Carla Reschia su La Stampa
La Svizzera ha deciso di disfarsi di centinaia di milioni di dollari «sporchi» che furono depositati in conti segreti nelle sue banche da dittatori di tutto il mondo. Già mezzo miliardo di dollari è stato destinato ad aiuti umanitari. Se ne è favoleggiato, sono stati oggetto di ironia, di sarcasmo, di satira: nei forzieri delle banche svizzere si è sempre sospettato finisse di tutto. Come spesso ci è finito: bipartisan, senza stare a sottilizzare su provenienza, colore politico, liceità. Ginevra, Lugano, Zurigo, sono i nomi che ricorrono quando si tratta di denaro «sporco»: si tratti dei conti segreti di Arafat, o di Saddam Hussein, dei finanziamenti per l'11 settembre o dei capitali stornati da qualche abile finanziere nostrano in odore di scandalo.
Ora una serie di provvedimenti ribalta i luoghi comuni e promette di rimettere in circolo un bel po' di denaro: 1,6 miliardi di dollari, per la precisione. A tanto ammonta il capitale messo sotto sequestro a vario titolo su diversi conti aperti in Svizzera perché proveniente da fondi sospetti, o meglio, palesemente «colpevoli». È una svolta che il sistema giudiziario elvetico rivendica con fierezza: «Perché - sottolinea un magistrato - siamo fra i primi Paesi a porci il problema di che fare dei conti segreti dei dittatori. Altre piazze finanziarie, Londra, ad esempio, continuano a far finta di nulla». Pagato pegno all'orgoglio nazionale resta l'elenco, cospicuo, di dittatori, presidenti, regnanti e «uomini forti», in gergo Pep - persone esposte politicamente - che nel tempo hanno premiato la proverbiale discrezione elvetica.

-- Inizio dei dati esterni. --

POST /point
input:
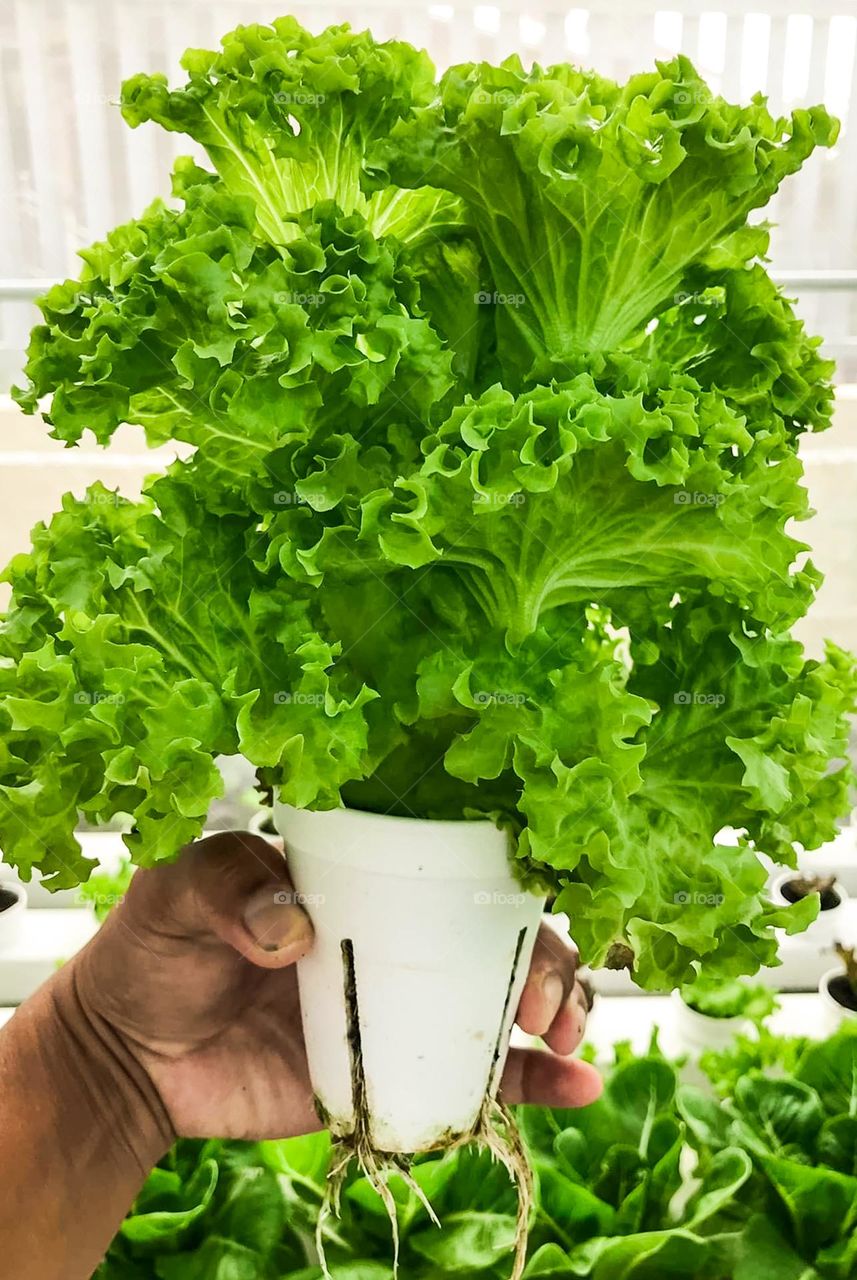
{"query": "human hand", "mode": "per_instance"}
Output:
(195, 976)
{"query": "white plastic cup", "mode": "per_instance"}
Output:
(435, 931)
(699, 1032)
(828, 926)
(260, 824)
(12, 919)
(833, 1014)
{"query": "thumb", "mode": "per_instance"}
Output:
(235, 887)
(278, 924)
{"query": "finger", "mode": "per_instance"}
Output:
(234, 886)
(549, 983)
(534, 1075)
(569, 1025)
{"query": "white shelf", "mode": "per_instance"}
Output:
(47, 940)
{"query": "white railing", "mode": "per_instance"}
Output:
(70, 168)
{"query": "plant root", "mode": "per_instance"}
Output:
(495, 1130)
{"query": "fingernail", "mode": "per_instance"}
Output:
(274, 919)
(553, 991)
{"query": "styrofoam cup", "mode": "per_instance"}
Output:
(828, 926)
(438, 933)
(700, 1032)
(12, 919)
(833, 1014)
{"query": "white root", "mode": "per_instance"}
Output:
(495, 1130)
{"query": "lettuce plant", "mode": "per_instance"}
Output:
(486, 412)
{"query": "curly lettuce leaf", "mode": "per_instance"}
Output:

Dal re dei re etiope, Hailè Selassie, al fu scia di Persia, al compagno Ceausescu, fino al povero Noriega, prima esaltato e poi affondato dalle mutevoli politiche Usa in America Latina. Passando per l'Africa con Mobutu e il meno noto ma non meno imbroglione Mussa Traorè, facendo tappa nel Pakistan di Benazir Bhutto, senza dimenticare l'Argentina di Menem e la Russia di Eltsin. Tanto per citarne alcuni. 0ra, in parte si tratta di acqua davvero passata: i capitali di più antica stratificazione si possono solo immaginare o rimpiangere perché l'unica legge che regolava la materia era il vecchio detto latino che recita «pecunia non olet». Ma poi, nella 'seconda metà degli Anni '90, c'è stato l'affaire dei fondi ebraici, gli averi strappati alle vittime della Shoah, finiti in Svizzera e lì rimasti, intoccabili per i legittimi eredi: troppo, anche in nome della discrezione. E la Svizzera ha cominciato a cercare di restaurare la sua malconcia immagine internazionale, di mostrarsi «sensibile».
A porsi il problema. A Ginevra il lavoro dei procuratori impegnati a venire a capo dei vari disastri internazionali, Bernard Bertossa e Carla Del Ponte, ha smosso le acque e allertato i diversi stati coinvolti. Nuovi governi, ansiosi di dimostrarsi meno corrotti di chi li aveva preceduti, hanno chiesto indietro i loro soldi. Così, a partire dai primi mesi del 2005, i forzieri svizzeri si sono aperti e i soldi hanno ricominciato a circolare. Creando problemi di gestione non banali perché già 500 milioni di dollari sono tornati a casa, in un modo 0 nell'altro, ma molto resta ancora bloccato.
Il problema è appunto come, `e soprattutto a chi renderli. Con quali garanzie, in quale forma. Una sfida che la creatività bancaria ha risolto facendo spesso ricorso al tramite delle ong o all'impegno del reinvestimento in progetti umanitari. Incontrando anche così mille ostacoli, dalla approssimazione burocratica dei Paesi destinatari, alla difficoltà di dimostrare con una sentenza l'illiceità della provenienza, alla difficoltà a orientarsi in dossier dalle mille ramificazioni e dagli infiniti prestanome. «Insomma - commentano i maligni - alla fine il messaggio è: continuate pure a depositare da noi i vostri soldi. Alla peggio, se tutto va storto, rischiate di finanziare davvero dei progetti di sviluppo per il vostro Paese».